From her response I could tell she was tired. She was disappointed with her slow down. This was not her race. Hmm. Maybe I'd make it to the finish line before she left and I'd ask her what she'd been disappointed with.
Two hours later I stopped at the aid station right before Poison Oak Alley. There, seated and clearly still having the worst race ever was Orange shirt lady. Also present was Best Husband In The Universe, poised and ready with poison oak lotion and mini oreos (BHITU=GENIUS). I chatted with Orange shirt girl for about 2 seconds, just long enough to discover A) she was having a lousy race and B) she did not have an emergency back up mantra.
I ran the remainder of the race expecting the more skilled, fitter and in all likelihood less gimpy Orange Shirt Lady to come prancing along behind and cheerfully pass me with a slightly smug "nice race" (transl. "Good job slow poke. I'll wait around an hour or two at the finish line for that high five.")

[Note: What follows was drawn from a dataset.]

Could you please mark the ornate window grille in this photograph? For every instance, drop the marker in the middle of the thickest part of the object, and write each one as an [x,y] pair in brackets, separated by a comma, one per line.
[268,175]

But Orange shirt girl never showed. In fact, she came in well behind me, tired and dehydrated.
So why, I asked myself, does someone fitter, younger and more motivated to win not leave my gimpy, underprepared self in the dust? My guess? You can train your body to a razor's edge, but it's your brain that wins races. Your body will push through almost anything, but it's your brain that sees poison oak and closes it's eyes and plunges forward. It's your brain that realizes you didn't bring a water bottle and decides whether to beat yourself up, lament the distance between aid stations these nutty trail people set up, or just grab a bottle at the next aid station and stick it down your pants for the remaining 24 miles. Your brain decides whether it will focus on the heat, or the itching, or the mud puddles (which my brain does just because it happens to think mud is the best part), or focus on the little archway of forsythias between mile 6 and 7 that felt like running through sunbeams. Do you formulate in your head all the many things you're going to tell the race organizer when you give him a piece of your mind, or wonder exactly how many days/ weeks/ months you'll be able to use the poison oak anecdote to try and wrangle a discounted race fee.
All these are choices your brain learns to make with one, specific goal in mind: finish well. Have your own very best race possible. Not the race you necessarily win. Or even the race you PR. Just the race where you chose forsythias over poison oak, jokes over complaints. And the more you choose to focus your mind on things it loves over things it loathes, the more determined it will become, the more unstoppable you will be. The more often and constantly you achieve your goal: finish well.